Curry-spiced chickpeas and broccoli rabe

Curried broccoli rabe and chickpeas

Curried broccoli rabe and chickpeas

When I was little I believed that there was something in the earth–in the trees and water and grass and dirt; call it spirit (for lack of a better word) or magic (for lack of a better word). Obviously, the animals can hear it and understand it–you can see that in their eyes and their quiet, graceful movements. But I believed that humans, in all their arrogance, didn’t acknowledge that it was there, or were frightened of it, and so they became unable to sense it. And then we bound it up and strangled it, with roads and buildings, and made it sick with chemicals and garbage. Yeah. I was a weird kid. David came across this quote, and of course I love it to pieces…

    One of the deepest and strangest of all human moods is the mood which will suddenly strike us perhaps in a garden at night, or deep in sloping meadows, the feeling that every flower and leaf has just uttered something stupendously direct and important, and that we have by a prodigy of imbecility not heard or understood it. There is a certain poetic value, and that a genuine one, in this sense of having missed the full meaning of things. There is beauty, not only in wisdom, but in this dazed and dramatic ignorance.

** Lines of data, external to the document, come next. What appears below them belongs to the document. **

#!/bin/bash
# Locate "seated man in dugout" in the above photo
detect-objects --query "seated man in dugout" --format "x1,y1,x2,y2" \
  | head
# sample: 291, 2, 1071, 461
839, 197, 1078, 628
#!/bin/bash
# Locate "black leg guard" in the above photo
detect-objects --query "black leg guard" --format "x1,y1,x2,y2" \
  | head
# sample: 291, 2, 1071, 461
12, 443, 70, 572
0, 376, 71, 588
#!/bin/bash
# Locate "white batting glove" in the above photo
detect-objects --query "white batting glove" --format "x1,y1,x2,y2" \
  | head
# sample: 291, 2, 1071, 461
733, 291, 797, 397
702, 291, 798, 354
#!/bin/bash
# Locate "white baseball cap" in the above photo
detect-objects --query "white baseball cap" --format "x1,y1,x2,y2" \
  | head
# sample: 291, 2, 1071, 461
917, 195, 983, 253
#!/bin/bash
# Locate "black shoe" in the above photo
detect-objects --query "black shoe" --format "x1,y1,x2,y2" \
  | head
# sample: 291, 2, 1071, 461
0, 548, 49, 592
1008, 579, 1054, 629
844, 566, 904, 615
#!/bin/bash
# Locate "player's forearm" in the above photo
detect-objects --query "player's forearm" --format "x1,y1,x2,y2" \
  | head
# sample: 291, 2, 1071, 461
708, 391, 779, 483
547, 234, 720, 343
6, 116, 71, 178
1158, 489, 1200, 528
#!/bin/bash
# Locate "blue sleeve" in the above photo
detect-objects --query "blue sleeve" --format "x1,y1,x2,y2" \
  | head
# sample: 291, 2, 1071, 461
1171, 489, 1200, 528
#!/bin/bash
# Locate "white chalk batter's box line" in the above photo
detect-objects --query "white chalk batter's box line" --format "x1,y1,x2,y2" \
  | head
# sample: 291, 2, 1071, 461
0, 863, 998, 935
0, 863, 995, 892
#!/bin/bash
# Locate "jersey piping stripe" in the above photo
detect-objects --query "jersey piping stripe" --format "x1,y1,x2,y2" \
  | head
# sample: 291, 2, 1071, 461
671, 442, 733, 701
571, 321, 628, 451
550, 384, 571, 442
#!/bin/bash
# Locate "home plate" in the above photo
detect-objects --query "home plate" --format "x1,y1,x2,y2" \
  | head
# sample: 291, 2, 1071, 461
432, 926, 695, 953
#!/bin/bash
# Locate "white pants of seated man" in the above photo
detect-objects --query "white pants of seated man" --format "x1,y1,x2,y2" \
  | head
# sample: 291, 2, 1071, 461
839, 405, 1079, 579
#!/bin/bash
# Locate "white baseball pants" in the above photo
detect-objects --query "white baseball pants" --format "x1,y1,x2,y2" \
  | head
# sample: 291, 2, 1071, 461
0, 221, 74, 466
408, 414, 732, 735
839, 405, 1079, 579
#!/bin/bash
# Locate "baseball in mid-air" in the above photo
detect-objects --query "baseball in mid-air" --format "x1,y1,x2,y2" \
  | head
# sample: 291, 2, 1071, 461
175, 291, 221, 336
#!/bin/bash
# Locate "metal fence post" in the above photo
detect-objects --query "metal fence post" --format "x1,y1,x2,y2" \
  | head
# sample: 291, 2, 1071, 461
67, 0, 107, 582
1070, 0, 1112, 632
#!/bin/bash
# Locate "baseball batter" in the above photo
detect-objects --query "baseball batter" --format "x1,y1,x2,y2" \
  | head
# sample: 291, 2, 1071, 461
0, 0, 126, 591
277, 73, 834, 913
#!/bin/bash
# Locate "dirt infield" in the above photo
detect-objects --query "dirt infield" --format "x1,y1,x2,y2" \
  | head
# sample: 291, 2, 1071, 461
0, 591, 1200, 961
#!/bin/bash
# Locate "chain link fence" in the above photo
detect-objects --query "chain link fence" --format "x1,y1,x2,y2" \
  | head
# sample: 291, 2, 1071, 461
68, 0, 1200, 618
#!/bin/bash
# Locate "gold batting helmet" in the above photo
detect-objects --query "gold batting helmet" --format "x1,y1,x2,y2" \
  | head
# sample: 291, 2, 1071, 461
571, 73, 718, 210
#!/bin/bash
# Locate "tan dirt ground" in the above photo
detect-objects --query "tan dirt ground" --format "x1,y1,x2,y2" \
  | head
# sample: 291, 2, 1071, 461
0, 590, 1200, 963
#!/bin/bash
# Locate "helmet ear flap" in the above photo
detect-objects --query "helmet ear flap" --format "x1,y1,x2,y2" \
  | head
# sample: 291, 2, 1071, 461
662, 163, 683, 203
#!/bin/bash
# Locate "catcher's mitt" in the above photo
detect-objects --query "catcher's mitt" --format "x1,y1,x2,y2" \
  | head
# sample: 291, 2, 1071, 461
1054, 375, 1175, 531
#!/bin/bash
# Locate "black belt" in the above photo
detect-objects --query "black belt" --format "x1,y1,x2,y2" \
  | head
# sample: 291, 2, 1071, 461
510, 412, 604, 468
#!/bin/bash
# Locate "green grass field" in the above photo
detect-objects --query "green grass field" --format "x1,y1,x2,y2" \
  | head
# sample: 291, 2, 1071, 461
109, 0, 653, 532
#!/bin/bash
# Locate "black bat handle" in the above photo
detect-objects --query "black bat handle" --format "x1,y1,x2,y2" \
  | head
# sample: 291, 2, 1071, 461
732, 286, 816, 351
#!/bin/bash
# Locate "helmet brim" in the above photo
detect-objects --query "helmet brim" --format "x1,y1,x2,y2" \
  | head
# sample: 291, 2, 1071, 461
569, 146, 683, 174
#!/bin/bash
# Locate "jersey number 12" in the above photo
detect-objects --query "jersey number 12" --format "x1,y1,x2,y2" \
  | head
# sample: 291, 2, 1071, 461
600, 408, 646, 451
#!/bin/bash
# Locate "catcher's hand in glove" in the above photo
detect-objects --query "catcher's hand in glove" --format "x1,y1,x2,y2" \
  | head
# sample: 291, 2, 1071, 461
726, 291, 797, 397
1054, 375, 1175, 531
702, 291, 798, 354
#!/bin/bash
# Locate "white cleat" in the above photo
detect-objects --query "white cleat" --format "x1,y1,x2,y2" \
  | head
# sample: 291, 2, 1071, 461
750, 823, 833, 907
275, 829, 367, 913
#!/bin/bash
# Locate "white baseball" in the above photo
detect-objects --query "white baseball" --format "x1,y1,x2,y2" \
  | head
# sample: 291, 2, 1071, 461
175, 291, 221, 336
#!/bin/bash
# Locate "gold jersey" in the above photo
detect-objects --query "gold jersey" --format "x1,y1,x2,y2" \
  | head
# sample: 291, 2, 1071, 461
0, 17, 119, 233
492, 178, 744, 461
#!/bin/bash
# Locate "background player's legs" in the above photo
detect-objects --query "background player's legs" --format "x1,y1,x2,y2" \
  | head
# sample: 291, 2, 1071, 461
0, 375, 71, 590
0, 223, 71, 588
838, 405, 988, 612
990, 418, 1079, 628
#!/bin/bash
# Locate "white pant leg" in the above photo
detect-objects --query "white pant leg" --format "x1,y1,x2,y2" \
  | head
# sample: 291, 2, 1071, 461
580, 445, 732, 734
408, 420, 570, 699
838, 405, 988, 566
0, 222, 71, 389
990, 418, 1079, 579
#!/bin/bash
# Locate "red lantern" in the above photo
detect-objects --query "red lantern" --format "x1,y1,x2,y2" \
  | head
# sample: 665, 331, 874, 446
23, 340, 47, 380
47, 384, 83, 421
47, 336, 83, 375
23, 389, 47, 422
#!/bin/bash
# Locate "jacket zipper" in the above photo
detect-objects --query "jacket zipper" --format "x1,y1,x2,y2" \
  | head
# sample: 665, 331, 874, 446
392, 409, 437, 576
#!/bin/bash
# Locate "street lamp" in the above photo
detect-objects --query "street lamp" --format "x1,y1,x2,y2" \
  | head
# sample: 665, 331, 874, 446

    – G.K. Chesterton, Robert Browning, 1903

(He found it on a website called Futility Closet) First of all, I love the phrase “prodigy of imbecility,” and I plan to incorporate it into my day-to-day dialogue, post-haste! Secondly, I’m obviously not the only weird kid in the room! I too, think there is beauty in dazed ignorance, and I find great cheer in that idea. Sometimes we comprehend something best when we don’t focus on it, when we see it glancingly from one side, when it flies off with a rustle of bright feathers into the shifting leaves. The less we can capture and hold something, the more beautiful it is. The more something grows and changes and decays, the more beautiful it is. And the more beautiful something is, the less we can imitate it or make a replica of it, because in freezing it we destroy it. I was reading about Yasujiro Ozu, a while back, and I came across the phrase mono no aware, coined by 18th century Japanese scholar Motoori Norinaga. According to my feeble understanding of the concept, this is a sort of sighing recognition of the transient beauty of all things–an idea that everything is more beautiful at the beginning and the ending, as it grows and as it decays, as it changes. And this understanding extends to all things that live and die, however inconsequential they seem. They have beauty worth noticing–they’re made beautiful because they’re noticed. And this feeling, this poignance, washes gently over a person, almost without their effort…it’s the feeling itself that is beautiful and important, but it can’t be studied or captured in words. Whereas in Western art, we try to define aesthetics, and seek symmetry or embellishment, and try to capture beauty in marble or oils, according to mano no aware (as I understand it) the beauty is in sensing imperfection, irregularity or decay, in feeling the sweetness and the sadness of it. Surely this is “one of the deepest and strangest of human moods.” This is the graceful, ever-changing, incomprehensible voice of the garden at night and the sloping meadows, which we love because we can never fathom it, we can only soak it in with dazed ignorance.

I love broccoli rabe, with its tenderness, and its bitterness, and its strong pleasant flavor. I’m the only one in my family that craves it. David will enjoy it from time to time, and the boys won’t go near it, so I feel like it’s the most indulgent thing that I cook. I make it because I want to eat it. This particular preparation was a sort of compromise. The boys do like curried chickpeas, so I served this with basmati rice, and picked out the chickpeas for them, and saved all the tender greens for myself!!